How to ensure competitiveness of Indian products against foreign goods?

  • Better Research & Development (R&D) –
  • A sound R&D is not only the responsibility of the Government and public sector units but also the private sector companies .
  • India’s R&D expenditure in industry is only 0.7% of the GDP. This needs to increase multifold.
  • This is way below countries such as the US (2.8 per cent), China (2.1 per cent) and Israel (4.3 per cent) .
  • Research at educational level has to be encouraged. More academia and industry partnership is required in various industrial projects.
  • To promote exports, a three way partnership is needed-
  • Diplomatic missions abroad must reach out to investors in foreign countries who are interested in setting up R&D in India.
  • The Ministry of Commerce & Industry along with inter-ministerial groups should take the lead towards promoting R&D.
  • Industry chambers like FICCI and CII, should connect small -medium enterprises and companies to this initiative.
  • Prime Minister’s economic advisory council has announced the setting up of 3500 export oriented R&D hubs across the country.

Do we need major labour reforms to become a manufacturing hub?

  • Restrictive labour regulations have prevented companies in India from reaping the full benefits in output, productivity and employment.
  • Potential Solutions:
  • Fixed employment policy is a helpful move. It gives flexibility to industries to hire workers for assignments that are based on duration of the project. It also also provides flexibility to terminate such workers post the completion of such assignments. It gives flexibility to upscale or downscale workforce as per need, without significantly compromising on labour interests.
  • Labour laws within industrial clusters must be made less complex to give more decision making autonomy to manufacturing units.
  • Changes must be made in Factories Act 1948, many provisions of which are obsolete, full of absurdities and infirmities in terms of labour laws.
  • To develop a culture of trust and transparency, monthly and quarterly inspections or approvals for companies by the Government authorities should be replaced by a self-certification norm. Defaulters should be thoroughly penalised.

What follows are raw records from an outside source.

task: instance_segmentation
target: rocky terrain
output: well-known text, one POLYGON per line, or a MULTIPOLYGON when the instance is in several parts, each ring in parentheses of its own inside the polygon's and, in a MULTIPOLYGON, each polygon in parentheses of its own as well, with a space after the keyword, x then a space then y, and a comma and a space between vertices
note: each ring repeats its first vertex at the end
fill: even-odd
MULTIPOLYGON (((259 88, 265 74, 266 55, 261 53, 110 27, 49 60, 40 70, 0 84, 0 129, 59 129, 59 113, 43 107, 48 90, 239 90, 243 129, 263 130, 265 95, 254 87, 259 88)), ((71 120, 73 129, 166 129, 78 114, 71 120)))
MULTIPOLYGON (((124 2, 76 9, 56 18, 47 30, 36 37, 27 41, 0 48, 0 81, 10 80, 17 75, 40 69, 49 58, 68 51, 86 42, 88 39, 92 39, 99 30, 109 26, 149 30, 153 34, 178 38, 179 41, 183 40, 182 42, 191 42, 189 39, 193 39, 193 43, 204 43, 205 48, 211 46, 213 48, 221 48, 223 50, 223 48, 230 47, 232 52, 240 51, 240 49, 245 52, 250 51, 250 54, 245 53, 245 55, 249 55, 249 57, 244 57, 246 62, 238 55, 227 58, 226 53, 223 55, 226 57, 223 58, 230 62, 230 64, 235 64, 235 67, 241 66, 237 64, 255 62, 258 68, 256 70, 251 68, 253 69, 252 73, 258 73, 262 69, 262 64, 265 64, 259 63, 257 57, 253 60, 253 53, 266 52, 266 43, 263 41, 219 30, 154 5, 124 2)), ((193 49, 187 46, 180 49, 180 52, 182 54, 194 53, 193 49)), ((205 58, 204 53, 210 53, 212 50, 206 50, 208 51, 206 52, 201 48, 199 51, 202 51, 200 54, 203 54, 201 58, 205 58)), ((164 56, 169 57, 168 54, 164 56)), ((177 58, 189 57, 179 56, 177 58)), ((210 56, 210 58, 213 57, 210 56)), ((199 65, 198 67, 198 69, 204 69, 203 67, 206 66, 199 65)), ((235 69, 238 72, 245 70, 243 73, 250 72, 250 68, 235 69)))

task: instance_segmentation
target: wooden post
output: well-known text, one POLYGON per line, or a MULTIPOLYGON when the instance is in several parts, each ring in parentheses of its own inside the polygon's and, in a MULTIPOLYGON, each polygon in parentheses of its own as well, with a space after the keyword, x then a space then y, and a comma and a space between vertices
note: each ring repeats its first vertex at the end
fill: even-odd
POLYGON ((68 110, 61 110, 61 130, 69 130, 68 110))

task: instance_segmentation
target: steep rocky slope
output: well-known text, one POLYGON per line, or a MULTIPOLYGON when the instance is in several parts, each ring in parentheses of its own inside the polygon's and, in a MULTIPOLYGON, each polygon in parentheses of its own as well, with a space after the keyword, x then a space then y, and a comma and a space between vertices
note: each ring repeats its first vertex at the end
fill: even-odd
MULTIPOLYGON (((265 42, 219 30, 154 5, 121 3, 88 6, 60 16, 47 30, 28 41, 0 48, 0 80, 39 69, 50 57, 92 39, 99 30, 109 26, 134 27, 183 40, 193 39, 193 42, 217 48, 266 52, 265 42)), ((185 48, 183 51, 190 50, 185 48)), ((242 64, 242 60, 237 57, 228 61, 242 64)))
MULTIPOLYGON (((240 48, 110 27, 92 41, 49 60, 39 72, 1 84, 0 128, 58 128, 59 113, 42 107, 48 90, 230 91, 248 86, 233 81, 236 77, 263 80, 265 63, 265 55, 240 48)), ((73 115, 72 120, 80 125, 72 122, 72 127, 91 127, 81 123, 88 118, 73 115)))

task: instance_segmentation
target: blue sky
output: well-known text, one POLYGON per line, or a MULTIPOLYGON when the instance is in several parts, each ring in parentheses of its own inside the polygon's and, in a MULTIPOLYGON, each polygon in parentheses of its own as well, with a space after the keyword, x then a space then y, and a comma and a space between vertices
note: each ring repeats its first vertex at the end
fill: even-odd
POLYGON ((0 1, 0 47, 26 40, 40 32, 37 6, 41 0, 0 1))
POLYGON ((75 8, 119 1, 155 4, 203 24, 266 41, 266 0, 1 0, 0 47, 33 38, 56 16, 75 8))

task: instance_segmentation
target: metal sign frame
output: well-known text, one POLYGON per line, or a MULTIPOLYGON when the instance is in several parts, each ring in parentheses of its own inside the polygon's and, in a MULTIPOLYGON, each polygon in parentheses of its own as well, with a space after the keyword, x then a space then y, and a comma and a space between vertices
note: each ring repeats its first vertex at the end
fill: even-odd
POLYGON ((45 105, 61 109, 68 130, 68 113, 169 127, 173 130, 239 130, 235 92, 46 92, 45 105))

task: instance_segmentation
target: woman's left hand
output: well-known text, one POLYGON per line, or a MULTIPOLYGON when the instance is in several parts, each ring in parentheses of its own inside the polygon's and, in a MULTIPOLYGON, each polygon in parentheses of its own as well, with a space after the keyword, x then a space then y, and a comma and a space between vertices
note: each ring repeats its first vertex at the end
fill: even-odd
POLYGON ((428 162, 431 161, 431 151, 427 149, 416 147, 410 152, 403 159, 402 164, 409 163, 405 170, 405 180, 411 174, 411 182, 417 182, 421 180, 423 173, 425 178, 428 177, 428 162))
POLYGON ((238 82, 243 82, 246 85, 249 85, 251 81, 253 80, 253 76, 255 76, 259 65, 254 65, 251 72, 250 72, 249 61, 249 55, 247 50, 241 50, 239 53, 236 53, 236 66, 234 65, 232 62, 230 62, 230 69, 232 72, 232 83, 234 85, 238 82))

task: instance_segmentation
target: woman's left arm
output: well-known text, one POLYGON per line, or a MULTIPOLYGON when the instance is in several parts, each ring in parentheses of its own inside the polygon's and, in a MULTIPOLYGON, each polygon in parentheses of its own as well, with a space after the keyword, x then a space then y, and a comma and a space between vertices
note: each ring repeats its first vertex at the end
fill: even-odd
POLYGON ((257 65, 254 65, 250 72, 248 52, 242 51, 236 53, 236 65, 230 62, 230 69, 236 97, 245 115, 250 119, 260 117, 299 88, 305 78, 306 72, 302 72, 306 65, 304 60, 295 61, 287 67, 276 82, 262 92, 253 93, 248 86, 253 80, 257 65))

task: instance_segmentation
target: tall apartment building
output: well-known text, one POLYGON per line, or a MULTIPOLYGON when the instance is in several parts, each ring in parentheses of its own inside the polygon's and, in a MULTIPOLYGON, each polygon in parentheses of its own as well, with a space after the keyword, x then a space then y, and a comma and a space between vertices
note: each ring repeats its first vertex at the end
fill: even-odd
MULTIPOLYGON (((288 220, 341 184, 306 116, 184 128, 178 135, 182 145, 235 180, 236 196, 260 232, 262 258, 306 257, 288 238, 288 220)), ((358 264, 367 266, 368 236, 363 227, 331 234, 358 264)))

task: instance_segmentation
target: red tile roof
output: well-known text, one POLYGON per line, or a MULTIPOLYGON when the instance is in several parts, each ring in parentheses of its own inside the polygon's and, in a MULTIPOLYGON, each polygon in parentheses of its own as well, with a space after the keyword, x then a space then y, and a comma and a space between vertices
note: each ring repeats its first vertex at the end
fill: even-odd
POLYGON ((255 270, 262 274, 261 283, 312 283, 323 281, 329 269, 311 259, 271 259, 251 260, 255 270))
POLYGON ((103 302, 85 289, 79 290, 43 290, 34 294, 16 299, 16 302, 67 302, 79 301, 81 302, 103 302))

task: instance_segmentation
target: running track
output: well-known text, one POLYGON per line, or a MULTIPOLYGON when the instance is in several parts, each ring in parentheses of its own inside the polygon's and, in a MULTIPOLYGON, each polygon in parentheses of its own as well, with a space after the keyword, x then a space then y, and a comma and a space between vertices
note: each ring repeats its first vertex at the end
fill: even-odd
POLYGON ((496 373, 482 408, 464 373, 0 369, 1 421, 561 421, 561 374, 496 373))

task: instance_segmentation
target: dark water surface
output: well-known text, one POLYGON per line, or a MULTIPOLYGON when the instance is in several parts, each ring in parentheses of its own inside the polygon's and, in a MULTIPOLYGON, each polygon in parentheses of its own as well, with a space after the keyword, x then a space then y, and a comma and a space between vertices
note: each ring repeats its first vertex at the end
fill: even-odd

What’s the best way forward?

  • MSMEs should be included in the industrial clusters and given more Government support such as market facilitation, boosting technology-based production activity, and simplification of compliance norms.
  • There is a need to lay focus on the ‘Atma Nirbhar Bharat’ initiative for developing self-reliance across various sectors.
    • For instance, despite having rich coal reserves, India is dependent on coal imports. The coal sector must be given due attention.
  • There is a need for more government initiatives like the Udyam Registration Portal created in June 2020 to help enterprises avail the benefits and exemptions available to the MSME sector.